One of those is 1st Lt. Steven Schwartz, senior consultant for manufacturing at Lilly, who is the squadron’s deputy commander and is responsible for cadet programs. Following NESA training, he and the cadet scholarship recipients will form a ground team based at Indianapolis Regional Airport.

“The Lilly Foundation money is well spent,” Schwartz said. “It helps our cadets in several ways — allowing them to provide volunteer support towards emergency services missions, training them in transferrable skills as ground team members and developing in them leadership qualities.

"We are fortunate that the Lilly Foundation makes contributions for all five of the Lilly employees who are members of our squadron.”

Other Lilly employees who arranged grants for the Fort Benjamin Harrison squadron include 1st Lt. David Nickels and 2nd Lts. Steven Seifert – who is particularly involved with the cadets participating in the Air Force Association’s national CyberPatriot cyber security competition – and Gregory Blair.

The equation
Grant opportunities from companies vary in scope and requirements. In the case of the Lilly employees, the Lilly Foundation offers $250 grants to any employee who volunteers at least 30 hours a year to a qualifying organization; such grants are sometimes referred to as “Dollars for Doers.”

Other employers may provide grants that match a donation from the employee. In some cases, a single company may offer both volunteer and matching grants. Some companies offer corporate team volunteer grants when a group of employees volunteers together, often on a single initiative.

While options may vary by company, the process of obtaining funding through employers is usually quite easy. Notice of fund availability can be accessed through human resources departments and is likely published in employee handbooks. When an employee monetary contribution is required, that often can be accomplished through a regular payroll deduction.

In the case of the Lilly Foundation grants used by the Fort Benjamin Harrison squadron, no monetary donations are required and filling out a form on the foundation website is all that’s needed. “It’s that simple,” said Mitchell.

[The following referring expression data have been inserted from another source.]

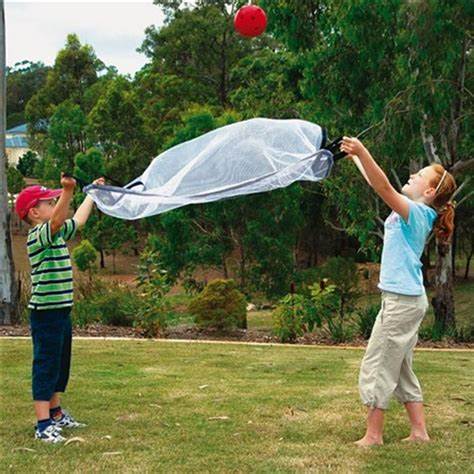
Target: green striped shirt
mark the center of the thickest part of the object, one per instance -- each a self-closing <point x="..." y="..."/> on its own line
<point x="51" y="271"/>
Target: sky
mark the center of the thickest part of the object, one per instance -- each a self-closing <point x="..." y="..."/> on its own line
<point x="37" y="30"/>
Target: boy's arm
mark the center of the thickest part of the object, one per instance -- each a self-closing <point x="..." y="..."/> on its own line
<point x="376" y="177"/>
<point x="84" y="210"/>
<point x="61" y="208"/>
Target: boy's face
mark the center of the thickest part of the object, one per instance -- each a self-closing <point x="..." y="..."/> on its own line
<point x="43" y="211"/>
<point x="419" y="185"/>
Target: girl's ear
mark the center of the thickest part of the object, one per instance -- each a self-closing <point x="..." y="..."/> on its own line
<point x="430" y="193"/>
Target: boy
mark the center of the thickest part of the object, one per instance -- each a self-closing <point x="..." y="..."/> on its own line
<point x="51" y="298"/>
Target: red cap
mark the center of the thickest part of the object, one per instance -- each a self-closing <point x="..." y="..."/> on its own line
<point x="30" y="196"/>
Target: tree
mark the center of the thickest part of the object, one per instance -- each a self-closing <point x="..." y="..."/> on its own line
<point x="8" y="291"/>
<point x="84" y="256"/>
<point x="177" y="48"/>
<point x="24" y="79"/>
<point x="382" y="64"/>
<point x="115" y="122"/>
<point x="15" y="183"/>
<point x="26" y="164"/>
<point x="66" y="135"/>
<point x="75" y="70"/>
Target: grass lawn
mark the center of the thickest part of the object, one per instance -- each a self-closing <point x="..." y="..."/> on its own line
<point x="463" y="298"/>
<point x="181" y="407"/>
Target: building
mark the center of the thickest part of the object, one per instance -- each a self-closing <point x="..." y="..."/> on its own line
<point x="16" y="144"/>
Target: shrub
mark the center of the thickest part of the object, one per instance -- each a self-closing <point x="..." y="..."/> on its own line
<point x="113" y="305"/>
<point x="220" y="306"/>
<point x="84" y="256"/>
<point x="366" y="319"/>
<point x="327" y="306"/>
<point x="154" y="284"/>
<point x="342" y="273"/>
<point x="293" y="317"/>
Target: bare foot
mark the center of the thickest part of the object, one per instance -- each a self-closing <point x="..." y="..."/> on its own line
<point x="367" y="441"/>
<point x="417" y="438"/>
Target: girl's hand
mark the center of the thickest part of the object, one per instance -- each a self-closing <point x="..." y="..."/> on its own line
<point x="67" y="182"/>
<point x="352" y="146"/>
<point x="99" y="181"/>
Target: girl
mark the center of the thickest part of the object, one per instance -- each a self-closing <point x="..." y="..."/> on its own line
<point x="386" y="368"/>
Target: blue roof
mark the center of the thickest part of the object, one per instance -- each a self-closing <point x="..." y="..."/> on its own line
<point x="18" y="129"/>
<point x="16" y="142"/>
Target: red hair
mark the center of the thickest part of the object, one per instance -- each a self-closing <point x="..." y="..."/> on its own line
<point x="445" y="186"/>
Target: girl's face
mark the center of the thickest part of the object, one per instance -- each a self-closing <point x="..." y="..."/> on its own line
<point x="43" y="211"/>
<point x="419" y="186"/>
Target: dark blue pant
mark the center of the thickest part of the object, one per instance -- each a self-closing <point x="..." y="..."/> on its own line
<point x="51" y="331"/>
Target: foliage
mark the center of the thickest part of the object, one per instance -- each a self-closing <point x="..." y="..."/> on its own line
<point x="294" y="316"/>
<point x="220" y="306"/>
<point x="84" y="256"/>
<point x="15" y="180"/>
<point x="26" y="164"/>
<point x="153" y="285"/>
<point x="366" y="319"/>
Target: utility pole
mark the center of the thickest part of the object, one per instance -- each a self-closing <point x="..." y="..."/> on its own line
<point x="8" y="294"/>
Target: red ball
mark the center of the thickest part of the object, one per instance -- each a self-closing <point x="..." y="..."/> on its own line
<point x="250" y="21"/>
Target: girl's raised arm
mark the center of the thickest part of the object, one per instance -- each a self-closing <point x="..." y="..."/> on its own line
<point x="376" y="177"/>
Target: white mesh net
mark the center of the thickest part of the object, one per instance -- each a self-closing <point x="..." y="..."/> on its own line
<point x="252" y="156"/>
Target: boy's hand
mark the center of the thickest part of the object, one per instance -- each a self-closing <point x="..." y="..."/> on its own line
<point x="68" y="183"/>
<point x="99" y="181"/>
<point x="352" y="146"/>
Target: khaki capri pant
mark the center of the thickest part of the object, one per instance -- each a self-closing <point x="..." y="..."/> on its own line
<point x="386" y="368"/>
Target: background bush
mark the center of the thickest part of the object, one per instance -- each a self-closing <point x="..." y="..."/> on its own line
<point x="220" y="306"/>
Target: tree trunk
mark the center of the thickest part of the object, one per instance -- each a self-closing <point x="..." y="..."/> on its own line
<point x="453" y="250"/>
<point x="8" y="294"/>
<point x="468" y="264"/>
<point x="443" y="301"/>
<point x="243" y="281"/>
<point x="224" y="267"/>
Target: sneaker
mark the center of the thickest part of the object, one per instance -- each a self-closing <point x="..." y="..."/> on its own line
<point x="49" y="435"/>
<point x="67" y="421"/>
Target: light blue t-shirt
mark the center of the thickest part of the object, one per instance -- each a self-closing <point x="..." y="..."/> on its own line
<point x="403" y="243"/>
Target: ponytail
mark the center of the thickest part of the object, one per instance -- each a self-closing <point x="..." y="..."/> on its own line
<point x="444" y="225"/>
<point x="444" y="185"/>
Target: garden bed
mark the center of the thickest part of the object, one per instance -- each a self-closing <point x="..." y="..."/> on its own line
<point x="238" y="335"/>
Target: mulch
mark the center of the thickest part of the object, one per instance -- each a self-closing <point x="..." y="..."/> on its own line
<point x="239" y="335"/>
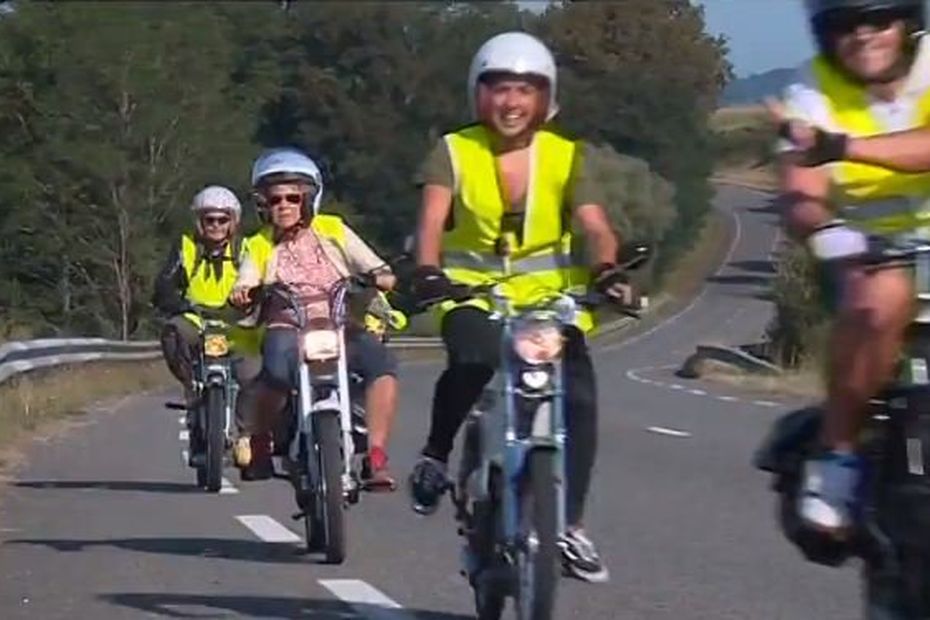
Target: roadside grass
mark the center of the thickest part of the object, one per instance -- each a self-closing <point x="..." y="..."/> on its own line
<point x="31" y="402"/>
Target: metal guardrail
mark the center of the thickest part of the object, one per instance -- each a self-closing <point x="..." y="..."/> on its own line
<point x="22" y="356"/>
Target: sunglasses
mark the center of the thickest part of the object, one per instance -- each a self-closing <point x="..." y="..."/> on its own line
<point x="215" y="220"/>
<point x="847" y="22"/>
<point x="291" y="199"/>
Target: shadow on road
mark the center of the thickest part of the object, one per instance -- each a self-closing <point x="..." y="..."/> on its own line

Membership in the recipient organization may not be required, either. In some cases, even parents, spouses, company retirees or non-CAP members can designate CAP as the grant recipient. Those who volunteer on a governing board of the organization they want to benefit are sometimes eligible for larger grants.

Regardless of an employer grant’s specific requirements, it’s important to funnel the grant through CAP National Headquarters for record-keeping purposes. Companies routinely use third parties to handle these grants, and participants need to designate the receiving CAP unit or program they want, so that the money can be transmitted appropriately to the proper destination when National Headquarters receives it. National Headquarters reports link the money received to a single employee identification number, so there are no tax implications for a single unit or program. The entire process can take between three and six months.

A list of tknown employers who offer grants to CAP, including many grant specifics, can be found online. . Inquiries can be directed to giving@gocivilairpatrol.org.

The sum
Employer grants can be an overlooked resource, but they’re worth investigating. They can be a boon to CAP and its members but also have broader ramifications. Though limits apply, some employer grants run into the thousands of dollars.

What the Lilly Foundation notes applies to all employer grants: funding from employers is a generous recognition of employees’ dedicated volunteer service that, in turn, strengthens the communities where they live.

Blair, who is relatively new to CAP, has nevertheless had previous experience in fundraising for other organizations. He discovered along the way that many companies have policies that support their employees’ volunteer work.

Of the Lilly Foundation grant, he wrote, “This program has made a huge difference in what we can offer cadets and helps to multiply the impact of my volunteer efforts to further CAP’s mission. I would highly encourage each and every one of you to seek out similar program in your company.”